The Signal by Ron Carlson
Reviewed by Jeff Baker
The Oregonian
Ron Carlson's the kind of writer who's easy to underestimate. His short fiction is consistently excellent, and his casual, unpretentious style is reinforced by his reputation as a teacher, first at Arizona State and now at the University of California at Irvine. His creative technique is available for all to see in Ron Carlson Writes a Story, a short book based on one of his lectures that explains how he wrote a story called "The Governor's Ball."

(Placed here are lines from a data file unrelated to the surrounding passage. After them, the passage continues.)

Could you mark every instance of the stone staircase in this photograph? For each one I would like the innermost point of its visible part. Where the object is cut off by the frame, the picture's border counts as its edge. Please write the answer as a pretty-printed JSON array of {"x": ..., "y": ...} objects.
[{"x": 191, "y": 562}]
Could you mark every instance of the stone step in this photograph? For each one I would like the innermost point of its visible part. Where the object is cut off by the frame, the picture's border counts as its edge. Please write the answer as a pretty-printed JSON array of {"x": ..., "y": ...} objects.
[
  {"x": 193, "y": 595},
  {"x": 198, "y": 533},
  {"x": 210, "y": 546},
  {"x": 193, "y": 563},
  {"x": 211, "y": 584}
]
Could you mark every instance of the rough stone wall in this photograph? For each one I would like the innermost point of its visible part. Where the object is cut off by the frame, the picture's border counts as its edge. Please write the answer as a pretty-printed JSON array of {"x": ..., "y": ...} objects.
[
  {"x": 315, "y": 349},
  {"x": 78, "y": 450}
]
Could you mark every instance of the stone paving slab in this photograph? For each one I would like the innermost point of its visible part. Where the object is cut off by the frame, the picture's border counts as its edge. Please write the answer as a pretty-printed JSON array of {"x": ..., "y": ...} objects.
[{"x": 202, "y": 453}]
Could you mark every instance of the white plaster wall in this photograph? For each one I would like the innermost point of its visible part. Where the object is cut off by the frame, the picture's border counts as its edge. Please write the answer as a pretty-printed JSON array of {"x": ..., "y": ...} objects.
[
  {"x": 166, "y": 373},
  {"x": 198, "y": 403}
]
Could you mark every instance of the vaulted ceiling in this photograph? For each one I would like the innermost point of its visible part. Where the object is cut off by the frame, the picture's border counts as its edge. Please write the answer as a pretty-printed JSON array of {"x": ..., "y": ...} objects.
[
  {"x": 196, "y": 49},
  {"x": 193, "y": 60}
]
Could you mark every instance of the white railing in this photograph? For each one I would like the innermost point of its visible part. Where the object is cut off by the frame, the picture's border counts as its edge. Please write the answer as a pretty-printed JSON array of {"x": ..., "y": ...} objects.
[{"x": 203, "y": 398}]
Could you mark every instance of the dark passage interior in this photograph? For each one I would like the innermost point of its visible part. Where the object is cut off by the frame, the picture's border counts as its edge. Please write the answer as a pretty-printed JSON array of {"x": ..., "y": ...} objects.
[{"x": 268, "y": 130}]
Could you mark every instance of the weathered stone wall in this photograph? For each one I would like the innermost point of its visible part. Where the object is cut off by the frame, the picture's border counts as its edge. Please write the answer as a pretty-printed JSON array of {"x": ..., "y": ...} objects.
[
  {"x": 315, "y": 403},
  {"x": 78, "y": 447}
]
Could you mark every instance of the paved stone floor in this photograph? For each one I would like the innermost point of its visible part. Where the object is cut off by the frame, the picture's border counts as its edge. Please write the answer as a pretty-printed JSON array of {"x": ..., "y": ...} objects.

When a writer as masterful as Carlson lays out his methods in the same straightforward way a carpenter might use to tell an apprentice how to frame a house, it is a generous gift. It's also a little misleading (because the process is not quite as simple as he makes it sound) and a little deflating (because any glimpse behind the veil of artistry that reveals a man sitting in front of a computer is a bit of a letdown). Dorothy and her friends are not happy when they find out the Wizard of Oz is a little old man from Omaha. Where's the great and powerful ruler who sent them after a witch's broomstick?
He's right there behind the curtain, working the levers of imagination. So is Carlson, who's taken his writing in exciting new directions. After 20 years and four short-story collections, he wrote a tender young-adult novel called The Speed of Light (2003) that was based on his childhood in Salt Lake City and followed it with two short novels set in the mountainous West, Five Skies (2007) and The Signal.
Five Skies is about damaged men from different backgrounds brought together to build a ramp so a daredevil can jump a motorcycle across an Idaho canyon. Its subdued plot and emphasis on describing men at work were anathema to time-challenged readers; others found its silences as captivating as a moonless night.
The Signal has more action, including meth dealers, poachers, kidnapping and the search for an ultrasecret experimental plane owned by a shady industrialist who yells threats to the hero from a helicopter. At its core, though, it's another story about a troubled man trying to work his way back to true north. His name is Mack, and his dream of living peacefully on the dude ranch his father built is knocked off course by circumstances, some external and some of his own making. He goes on a backpacking and fishing trip in the Wind River Range with his ex-wife, Vonnie, a journey meant to recapture the past and establish a common future.
Mack brings trouble along, in the form of a BlackBerry that will lead him to the wreckage of the downed plane. It's a fool's errand, done for money and in secret, and leads to complications that test Mack's mettle and Carlson's ability to write action scenes.
The author is on much firmer ground describing the landscape and the fragile relationship between Mack and Vonnie. Flashbacks unfold skillfully and fill in the plot as the characters hike into lakes that would make Nick Adams drool:
He watched rings begin to appear around the perimeter, ten, then a hundred, as fish tested the world. He'd seen the surface flies yesterday, almost invisible tiny white gnats that trout preferred to his ungainly homemade fuzzballs. He'd never operated at the keen center of fly-fishing, the way the guides and dandies did in Jackson. He'd seen their product, so precise and elegant it seemed like watchmaking, and the flies themselves looked like a fabulous meeting of jewelry and semiconductors. He had always tied one fly, brown and coarse and big as a whisk broom, his father used to say. Grab a couple and sweep the barn. But, and this made his father smile too, they worked.
Mack's father is a lodestar whose wisdom leads his son toward what's right. The other moral power is the stories Mack tells, first to the clients at the ranch and then to those in need. And as Carlson knows, everyone needs a good story.